Neuroscientists of Ecole Polytechnique Federale de Lausanne have been working on a Blue Brain Project. The most recent discovery about the neurons independent connections based on a subject’s experience. The complete published work can be found in Proceedings of the National Academy of Sciences. (PNAS)
It has been known for sometime now that neuron connections are being established and reinforced in the human brain based on one experience – also known as “synaptic plasticity.” Do you remember your first bicycle ride? Once you learned it you will never forget. The team working on the Blue Brain Project at EPFL, led by Professor Henry Markman, however, is offering new evidence that this may not be the whole story. The scientists were able to prove that small clusters of pyramidal neurons in the neocortex interconnect according to a set of immutable and relatively rules. A complete discovery of this process was published in the last issue of the Proceedings of the National Academy of Sciences.
Each cluster contains about fifty neurons plus or minus.

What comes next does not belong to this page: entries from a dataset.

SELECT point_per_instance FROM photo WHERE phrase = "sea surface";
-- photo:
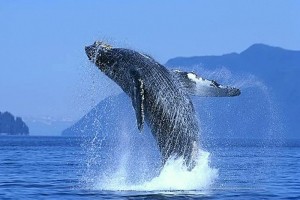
(64, 168)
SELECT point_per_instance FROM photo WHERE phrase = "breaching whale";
(160, 97)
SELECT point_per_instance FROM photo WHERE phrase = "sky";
(44, 71)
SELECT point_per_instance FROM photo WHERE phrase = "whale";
(160, 97)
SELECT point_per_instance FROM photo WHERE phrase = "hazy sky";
(44, 70)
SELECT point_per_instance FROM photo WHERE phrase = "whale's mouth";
(96, 50)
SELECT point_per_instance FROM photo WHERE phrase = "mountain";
(267, 108)
(275, 70)
(11, 125)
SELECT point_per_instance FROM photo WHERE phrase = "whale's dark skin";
(160, 97)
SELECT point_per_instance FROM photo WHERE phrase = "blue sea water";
(56, 168)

The scientists look at them as essential building blocks, which contain kind of in themselves a kind of fundamental, innate knowledge. For instance, certain physical experiences of this world. Mr. Markman says: “This could explain why we all share similar perceptions of physical reality, while our memories reflect our individual experiences.”
The principle determining the formation of these microcircuits is astonishingly simple. Basically, when two neurons are each connected to the same neighboring neuron, the probability that they are also interconnected is greater than average. The researchers were able to build a statistical model based on this observation.

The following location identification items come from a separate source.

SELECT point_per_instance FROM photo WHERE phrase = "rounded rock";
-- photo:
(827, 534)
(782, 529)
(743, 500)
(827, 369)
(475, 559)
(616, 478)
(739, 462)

During the experiment different rats have presented similar characteristics with neuronal circuits. If the circuits had only been formed from the experiences lived by the different animals, the values should have diverged considerably from one individual to another. That means that neuronal connectivity must in some way have been programmed in advance.
“Since John Lock, about 400 years ago, research into how the brain learns and remembers has been guided by the belief that we start from a clean slate and then print memories with each new experience. The idea that memory is like building lego with fundamental building blocks of knowledge opens up an entirely new door for research”, explains Markram.
Current technology is now allowing us to qualify the “tabula rasa” hypothesis, which argues that our brains are a “blank slate” at birth, and we only gain knowledge through experience. It’s an idea that has permeated science for centuries. There is no question that knowledge, in the sense that we typically understand it (reading and writing, recognizing our friends, learning a language), is the result of our experiences. But the EPFL team’s work demonstrates that some of our fundamental representations or basic knowledge is inscribed in our genes. This discovery redistributes the balance between innate and acquired, and represents a considerable advance in our understanding of how the brain works.